WarrenWell, that is a key, key question because when we buy businesses, we don't have managers to put in them. I mean, we're not buying them that way. We don't don't have a lot of MBAs around the office that we're thank god yeah that i you know i have not promised that they're going to have all kinds of opportunities and so as a practical matter we need management with the businesses that we buy and three times out of four thereabouts the manager is the owner and is receiving tens of millions maybe hundreds of millions of dollars
[2:29:01]
Warrenso they're not they don't have to work and we have to decide in that time when we meet them, whether they love the business or love money. And we're not making a moral judgment, Charlie May, but I'm not making a moral judgment about whether it's better to love the business or love money, but it's very important for me to know which of the two is the primary motivator with them. And we have had extremely good luck in identifying people who love their business. And so all we have to do. do is avoid anything that on our part that diminishes that love of the business or makes other conditions so intolerable that they overcome that love of the business. And we have all, we have a number of people working for us that have no financial need to work at all. And they probably outwork, you know, 95 percent or more of the people in the world. And they do it because they just, they love smacking the ball. And we almost, we virtually had no mistakes in that respect. And we have identified a number of people, Charlie and I have, in terms of proposals to us, where we felt that they did really, they liked the money better than the business. They were kind of tired of the business, you know, and they might promise us that they would continue on and they would do it in good faith, but something would happen six months later, a year later, and they'd say to themselves, why am I doing this, you know, for Berkshire Hathaway when I got, when I could. to be doing whatever else they want to do. I can't tell you exactly how we, what filter it is that we, that we put them through mentally, but I can tell you that, that if you've been around a while, you can, I think you can have a pretty high batting average in coming to those conclusions, as you can about other aspects of human behavior. I'm not saying you can take 100 people and take a look at them and analyze their personalities or anything of the sort. But I think when you see the extreme cases, the ones that are going to cause you nothing but trouble or the ones that are going to bring you nothing but joy, I think you can identify those pretty well. Charlie?

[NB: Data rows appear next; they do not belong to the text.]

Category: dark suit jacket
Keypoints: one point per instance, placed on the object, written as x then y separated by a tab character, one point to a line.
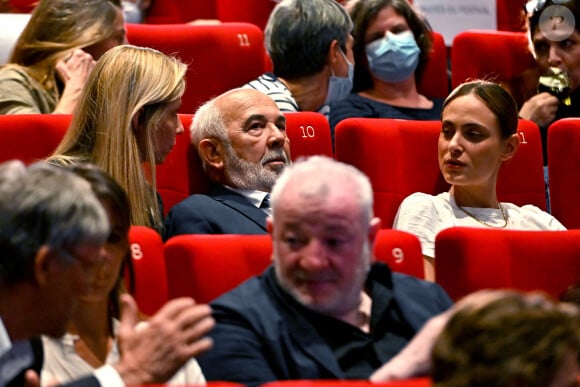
260	336
221	212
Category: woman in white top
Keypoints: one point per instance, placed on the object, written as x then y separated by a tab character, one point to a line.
90	341
478	133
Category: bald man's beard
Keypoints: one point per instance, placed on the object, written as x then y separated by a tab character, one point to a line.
243	174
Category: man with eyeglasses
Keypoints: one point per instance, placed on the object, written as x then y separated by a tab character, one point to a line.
52	231
555	40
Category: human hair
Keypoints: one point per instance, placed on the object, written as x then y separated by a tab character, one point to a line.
533	17
126	83
44	205
505	338
299	33
326	168
109	191
56	28
496	98
363	13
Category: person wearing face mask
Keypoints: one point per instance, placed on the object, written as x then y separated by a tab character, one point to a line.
310	45
391	46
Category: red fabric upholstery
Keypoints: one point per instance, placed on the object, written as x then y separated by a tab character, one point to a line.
401	251
180	11
205	266
31	137
250	11
309	134
400	158
435	81
564	170
419	382
493	55
220	57
181	174
469	259
150	290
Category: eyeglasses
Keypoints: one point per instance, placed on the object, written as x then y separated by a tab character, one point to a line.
533	6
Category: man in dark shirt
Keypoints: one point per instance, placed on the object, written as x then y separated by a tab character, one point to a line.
323	310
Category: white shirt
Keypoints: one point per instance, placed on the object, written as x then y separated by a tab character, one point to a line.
426	215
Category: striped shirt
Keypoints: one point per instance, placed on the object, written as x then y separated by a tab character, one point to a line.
273	87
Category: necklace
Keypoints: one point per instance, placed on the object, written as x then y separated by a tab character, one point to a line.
503	215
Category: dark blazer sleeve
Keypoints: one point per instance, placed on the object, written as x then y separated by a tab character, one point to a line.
239	353
419	300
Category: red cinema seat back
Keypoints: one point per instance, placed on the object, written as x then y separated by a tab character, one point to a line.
220	57
435	82
470	259
401	251
149	274
417	382
400	158
206	266
179	11
564	170
31	137
499	56
249	11
309	134
181	174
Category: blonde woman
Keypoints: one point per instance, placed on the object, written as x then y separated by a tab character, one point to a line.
55	53
126	122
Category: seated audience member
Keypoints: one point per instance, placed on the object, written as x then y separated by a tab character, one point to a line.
478	133
324	309
310	45
56	52
241	139
391	47
126	123
554	46
52	232
91	338
503	338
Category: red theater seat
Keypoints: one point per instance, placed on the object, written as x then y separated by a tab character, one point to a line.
309	134
400	158
435	81
418	382
470	259
220	57
205	266
150	280
31	137
564	170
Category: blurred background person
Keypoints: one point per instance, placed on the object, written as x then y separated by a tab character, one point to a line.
56	52
391	46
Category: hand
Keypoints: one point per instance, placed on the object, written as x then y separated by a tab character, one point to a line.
31	379
74	72
415	359
541	109
153	352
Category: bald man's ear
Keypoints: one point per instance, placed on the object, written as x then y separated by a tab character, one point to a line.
212	152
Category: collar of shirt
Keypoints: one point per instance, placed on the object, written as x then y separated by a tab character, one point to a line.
254	196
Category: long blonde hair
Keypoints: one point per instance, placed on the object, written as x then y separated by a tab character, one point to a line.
57	27
126	81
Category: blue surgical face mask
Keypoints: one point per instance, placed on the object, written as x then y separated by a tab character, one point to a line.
393	58
340	87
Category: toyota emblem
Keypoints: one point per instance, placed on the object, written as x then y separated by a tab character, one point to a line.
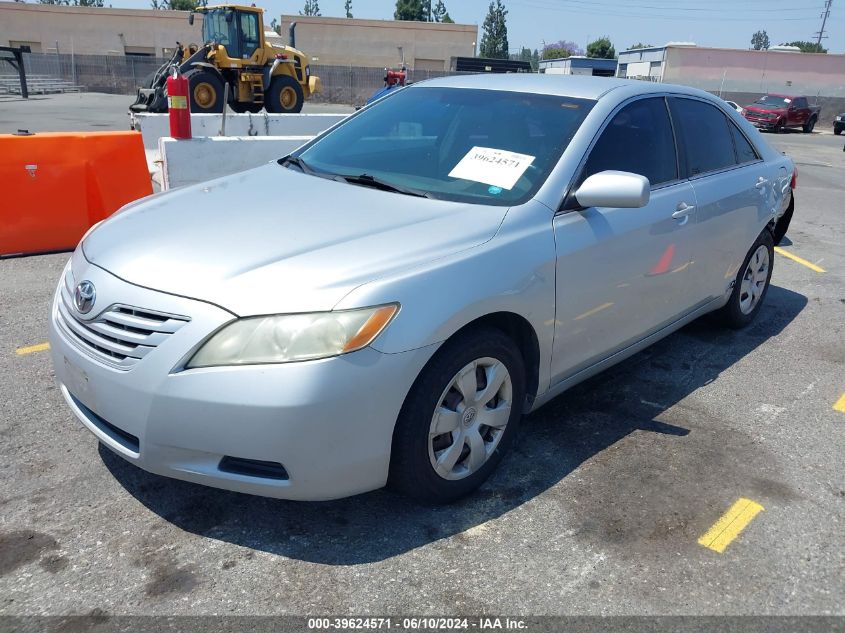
84	296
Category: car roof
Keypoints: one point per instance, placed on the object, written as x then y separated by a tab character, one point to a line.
575	86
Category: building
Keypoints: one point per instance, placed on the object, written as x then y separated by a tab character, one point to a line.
578	65
49	28
737	71
382	43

CharlieWell, yeah, I think it's pretty simple. You've got integrity, intelligence, and experience, and dedication. And that's what human enterprises need to run well. And we've been very lucky in getting this marvelous group of a associate. to work with all these years. It would be hard to do better, I think, than we've done in that respect. Look around this place. I mean, and pretty you young people look around this place. Look at how much gratification can come into these lives, which have been mostly spent in deferring gratification. It's a very funny group of people, you shareholders.
OtherWell, on that note of self-congratulation, let's go have lunch, and we'll be back at a half an hour. Thank you.